Bishop Kevin’s Lent Message

Dear Friends,

Hope is much more than mere optimism: that is the lesson of faith and that is why Lent is the Season of Opportunity.

Optimism, that feeling, view of life, that everything will work out well and that things can only get better and we have a right to expect everything to go well. That view of life offers a fraudulent certainty. Lent presents us with the God-given opportunity to recognise true Christian Hope, which is different from optimism.

Hope, true Christian Hope, is based on the vision that we want to be with God who is already with us in the love we experience; but that love gives us a vision of peace, fulfilment, security that we experience here and now but also teaches us to trust in God. That trust is the essence of faith – the vision. In other words, we live in what by tradition we call, ‘the Hope of Heaven’.

It was the late Lord Jonathan Sacks, who made the distinction between Optimism and Hope. Lord Sacks, as Chief Rabbi, said that the history of the European Jewish community in the twentieth century meant that they could not be optimistic, but they lived in Hope. Without that Hope in God, their community could not have continued. Their experience taught them that things do not always just turn out well, but that God is faithful to his people and Hope in God and in God’s faithfulness leads us into a new reality.
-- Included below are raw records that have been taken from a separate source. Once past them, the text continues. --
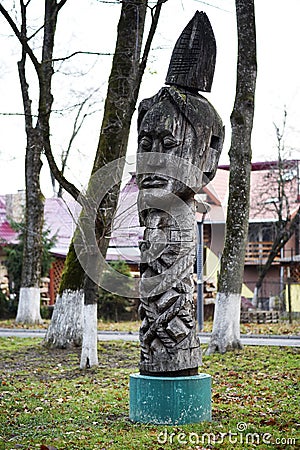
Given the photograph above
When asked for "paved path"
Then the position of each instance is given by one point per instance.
(290, 341)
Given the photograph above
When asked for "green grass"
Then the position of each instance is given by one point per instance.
(46, 399)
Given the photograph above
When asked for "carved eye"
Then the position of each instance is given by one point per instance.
(169, 142)
(146, 143)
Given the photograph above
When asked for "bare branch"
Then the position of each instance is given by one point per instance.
(21, 39)
(155, 18)
(81, 53)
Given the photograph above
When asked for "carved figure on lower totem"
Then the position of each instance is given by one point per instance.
(180, 137)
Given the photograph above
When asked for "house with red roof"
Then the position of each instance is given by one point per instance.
(61, 216)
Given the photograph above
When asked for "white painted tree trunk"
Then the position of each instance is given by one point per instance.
(65, 329)
(89, 355)
(29, 306)
(226, 328)
(255, 298)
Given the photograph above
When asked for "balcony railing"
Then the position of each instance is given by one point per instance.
(258, 252)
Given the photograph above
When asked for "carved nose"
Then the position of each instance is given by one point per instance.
(156, 159)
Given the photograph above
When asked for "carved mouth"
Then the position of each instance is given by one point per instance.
(154, 181)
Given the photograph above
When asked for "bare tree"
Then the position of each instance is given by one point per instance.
(226, 326)
(35, 123)
(123, 88)
(278, 195)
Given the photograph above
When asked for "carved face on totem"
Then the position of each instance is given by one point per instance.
(171, 125)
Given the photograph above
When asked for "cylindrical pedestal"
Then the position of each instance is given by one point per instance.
(170, 400)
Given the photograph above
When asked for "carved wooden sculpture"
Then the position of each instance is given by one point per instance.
(180, 139)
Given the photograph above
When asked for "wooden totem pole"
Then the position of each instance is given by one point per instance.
(180, 137)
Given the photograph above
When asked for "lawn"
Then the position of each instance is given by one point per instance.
(47, 401)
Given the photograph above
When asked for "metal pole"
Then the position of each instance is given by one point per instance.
(200, 306)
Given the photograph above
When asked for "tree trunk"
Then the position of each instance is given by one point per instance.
(226, 326)
(29, 298)
(65, 329)
(123, 88)
(66, 325)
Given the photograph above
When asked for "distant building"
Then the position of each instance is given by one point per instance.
(61, 216)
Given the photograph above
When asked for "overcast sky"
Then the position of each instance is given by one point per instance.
(93, 28)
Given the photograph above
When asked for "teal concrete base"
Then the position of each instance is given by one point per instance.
(170, 400)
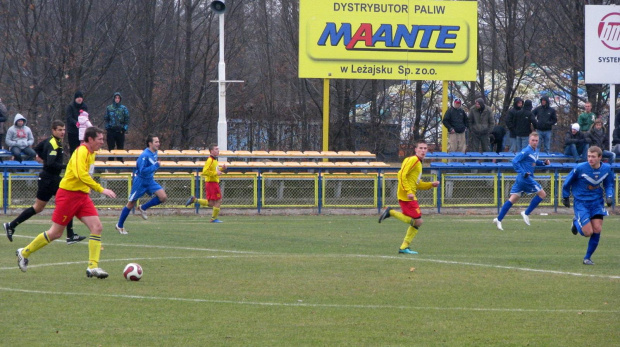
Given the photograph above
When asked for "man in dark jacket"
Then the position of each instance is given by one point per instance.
(576, 144)
(455, 120)
(545, 118)
(73, 111)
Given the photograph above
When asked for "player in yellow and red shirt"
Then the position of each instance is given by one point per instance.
(409, 181)
(73, 200)
(211, 172)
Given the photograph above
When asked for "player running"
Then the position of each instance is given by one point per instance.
(524, 163)
(592, 184)
(143, 182)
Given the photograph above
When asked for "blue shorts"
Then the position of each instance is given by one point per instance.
(141, 186)
(525, 186)
(585, 210)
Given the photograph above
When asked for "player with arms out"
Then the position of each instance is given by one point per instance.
(409, 181)
(524, 163)
(50, 152)
(143, 182)
(592, 185)
(211, 172)
(73, 200)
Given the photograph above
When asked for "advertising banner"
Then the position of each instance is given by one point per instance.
(393, 39)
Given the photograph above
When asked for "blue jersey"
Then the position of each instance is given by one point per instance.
(588, 184)
(147, 164)
(525, 161)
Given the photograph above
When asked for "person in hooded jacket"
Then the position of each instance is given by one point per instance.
(19, 139)
(546, 118)
(480, 124)
(116, 123)
(73, 112)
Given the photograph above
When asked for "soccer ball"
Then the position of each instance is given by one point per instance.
(133, 272)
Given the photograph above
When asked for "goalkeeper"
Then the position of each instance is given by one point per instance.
(524, 163)
(592, 185)
(408, 183)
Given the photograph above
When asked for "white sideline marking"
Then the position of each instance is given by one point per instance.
(440, 261)
(301, 304)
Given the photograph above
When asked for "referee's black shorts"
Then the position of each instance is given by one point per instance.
(47, 186)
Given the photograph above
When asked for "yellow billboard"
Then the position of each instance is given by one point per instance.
(397, 39)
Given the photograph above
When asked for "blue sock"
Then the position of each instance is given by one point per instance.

That is the Hope that makes Lent the season of opportunity. That is the Hope that in Lent 2021 gives to each one of us the opportunity to embrace our own new reality. In tiny, trivial ways, giving up biscuits for instance. Amidst all that we have been denied, had to give up in these past months, during Lent, as we reach for the biscuit tin, reflect on the many people who have found themselves at food banks for the first time in their lives.

Take that thought and that reflection into bible reading, prayer, and Zoom worship. Listen, read, the scriptures assigned for these weeks of Lent. Notice the optimism of the disciples from the mount of Transfiguration to the glory of Palm Sunday. On Palm Sunday they felt, they knew, they were on the winning side, but that soon proved to be false optimism.
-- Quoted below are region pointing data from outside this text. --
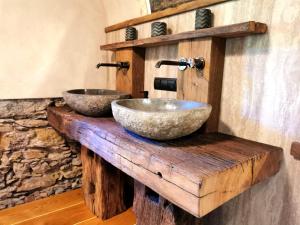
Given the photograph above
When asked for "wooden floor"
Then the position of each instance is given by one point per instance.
(63, 209)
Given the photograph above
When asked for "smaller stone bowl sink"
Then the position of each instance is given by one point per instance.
(160, 119)
(92, 102)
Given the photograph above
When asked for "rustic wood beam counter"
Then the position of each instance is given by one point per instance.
(197, 173)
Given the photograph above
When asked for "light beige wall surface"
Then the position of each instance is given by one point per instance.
(260, 100)
(47, 46)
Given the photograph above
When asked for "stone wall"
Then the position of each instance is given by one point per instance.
(35, 160)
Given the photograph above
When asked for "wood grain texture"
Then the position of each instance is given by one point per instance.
(202, 173)
(41, 207)
(68, 216)
(152, 209)
(132, 80)
(260, 99)
(103, 186)
(230, 31)
(67, 208)
(295, 150)
(206, 85)
(164, 13)
(126, 218)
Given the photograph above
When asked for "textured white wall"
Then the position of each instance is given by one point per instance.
(47, 46)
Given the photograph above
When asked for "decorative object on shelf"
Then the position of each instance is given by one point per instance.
(184, 63)
(158, 29)
(130, 34)
(228, 31)
(203, 18)
(165, 84)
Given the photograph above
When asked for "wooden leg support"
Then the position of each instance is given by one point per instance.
(104, 186)
(152, 209)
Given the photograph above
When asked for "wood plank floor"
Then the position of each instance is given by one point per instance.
(63, 209)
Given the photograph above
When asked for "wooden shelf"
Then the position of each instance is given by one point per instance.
(197, 173)
(164, 13)
(230, 31)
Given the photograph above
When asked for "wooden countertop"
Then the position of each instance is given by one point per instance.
(198, 173)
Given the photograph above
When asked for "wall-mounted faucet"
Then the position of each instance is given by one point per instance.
(184, 63)
(118, 65)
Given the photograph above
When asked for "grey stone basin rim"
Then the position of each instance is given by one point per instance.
(160, 119)
(192, 105)
(92, 102)
(94, 92)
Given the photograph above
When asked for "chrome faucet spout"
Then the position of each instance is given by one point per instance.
(171, 63)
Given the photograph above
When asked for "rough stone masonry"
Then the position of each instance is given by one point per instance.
(35, 160)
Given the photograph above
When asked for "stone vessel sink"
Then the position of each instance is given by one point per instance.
(160, 119)
(92, 102)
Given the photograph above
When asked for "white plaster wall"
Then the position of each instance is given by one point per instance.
(47, 46)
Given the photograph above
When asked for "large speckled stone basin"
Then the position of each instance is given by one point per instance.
(92, 102)
(160, 119)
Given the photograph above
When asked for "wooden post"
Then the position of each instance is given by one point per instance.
(103, 186)
(152, 209)
(132, 80)
(206, 85)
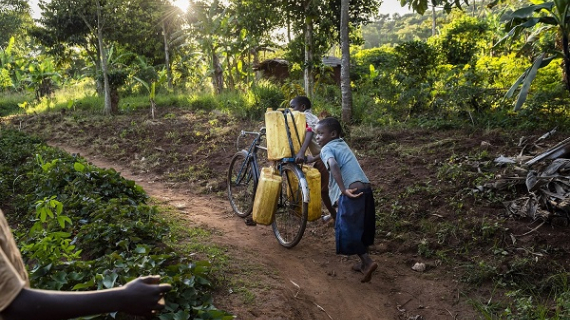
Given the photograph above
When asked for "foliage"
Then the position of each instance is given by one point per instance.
(531, 17)
(91, 229)
(460, 40)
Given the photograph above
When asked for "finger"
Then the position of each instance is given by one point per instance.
(154, 279)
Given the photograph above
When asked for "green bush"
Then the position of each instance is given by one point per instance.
(84, 228)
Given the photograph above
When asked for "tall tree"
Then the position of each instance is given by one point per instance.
(542, 19)
(345, 90)
(13, 15)
(317, 22)
(210, 23)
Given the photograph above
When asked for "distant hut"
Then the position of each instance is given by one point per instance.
(277, 69)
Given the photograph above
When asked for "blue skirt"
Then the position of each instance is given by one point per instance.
(355, 225)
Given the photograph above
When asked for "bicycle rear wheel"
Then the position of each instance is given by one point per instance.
(291, 216)
(241, 182)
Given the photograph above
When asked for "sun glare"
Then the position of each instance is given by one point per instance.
(182, 4)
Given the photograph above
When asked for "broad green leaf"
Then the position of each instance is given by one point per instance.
(62, 220)
(527, 82)
(84, 285)
(109, 280)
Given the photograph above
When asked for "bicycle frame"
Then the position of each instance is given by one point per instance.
(252, 154)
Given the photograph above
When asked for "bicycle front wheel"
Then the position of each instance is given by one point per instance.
(291, 217)
(241, 182)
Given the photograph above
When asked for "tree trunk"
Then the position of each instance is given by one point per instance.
(104, 67)
(345, 90)
(167, 56)
(218, 76)
(433, 16)
(308, 72)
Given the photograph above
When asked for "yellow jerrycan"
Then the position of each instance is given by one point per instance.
(278, 146)
(266, 196)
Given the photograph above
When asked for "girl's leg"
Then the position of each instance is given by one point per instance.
(368, 266)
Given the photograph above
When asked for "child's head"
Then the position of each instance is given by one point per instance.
(328, 129)
(300, 103)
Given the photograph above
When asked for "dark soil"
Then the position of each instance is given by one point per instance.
(427, 211)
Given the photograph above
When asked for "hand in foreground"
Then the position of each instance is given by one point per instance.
(144, 296)
(351, 193)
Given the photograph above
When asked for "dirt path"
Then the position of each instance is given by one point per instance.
(309, 281)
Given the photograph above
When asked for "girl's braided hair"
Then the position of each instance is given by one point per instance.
(332, 124)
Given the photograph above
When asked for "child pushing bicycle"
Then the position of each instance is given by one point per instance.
(355, 223)
(303, 104)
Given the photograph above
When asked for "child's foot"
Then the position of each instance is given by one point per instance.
(357, 267)
(368, 272)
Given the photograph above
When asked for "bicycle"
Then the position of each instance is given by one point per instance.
(290, 218)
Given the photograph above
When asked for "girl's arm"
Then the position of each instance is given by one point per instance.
(142, 296)
(335, 171)
(300, 157)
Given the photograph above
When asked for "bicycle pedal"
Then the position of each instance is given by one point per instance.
(249, 221)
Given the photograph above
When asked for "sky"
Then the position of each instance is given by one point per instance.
(388, 7)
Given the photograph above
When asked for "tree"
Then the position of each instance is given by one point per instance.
(210, 25)
(542, 18)
(420, 6)
(13, 15)
(318, 24)
(346, 93)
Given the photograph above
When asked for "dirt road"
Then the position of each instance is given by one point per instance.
(308, 281)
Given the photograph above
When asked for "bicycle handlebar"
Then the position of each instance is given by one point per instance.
(261, 131)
The desolation of Holy Week and the tomb, but God’s faithfulness, Jesus, with us in the desolation, there is Hope. Hope of the glory of light and life on Easter Day. The new reality that God is with us but the excitement that we can be with God, God who is love.

Hope lives. The scriptures teach us that, as our communities reflect on the need for food banks, a more just and equitable society must be our hope of the new reality. The Holy Spirit spoke through Isaiah, the prophets, that justice, peace, security are God’s yearning for us all.
During Lent, there are many opportunities online, in books, in conversations with those leading our congregations, for us all to reflect on scripture in prayer. Seize the opportunity to embrace the new reality, the journey to and with God, offered this Lent. To bring to ourselves, to share with others, the Easter new reality of Hope that is eternal.

I wish you all a happy and Holy Lent.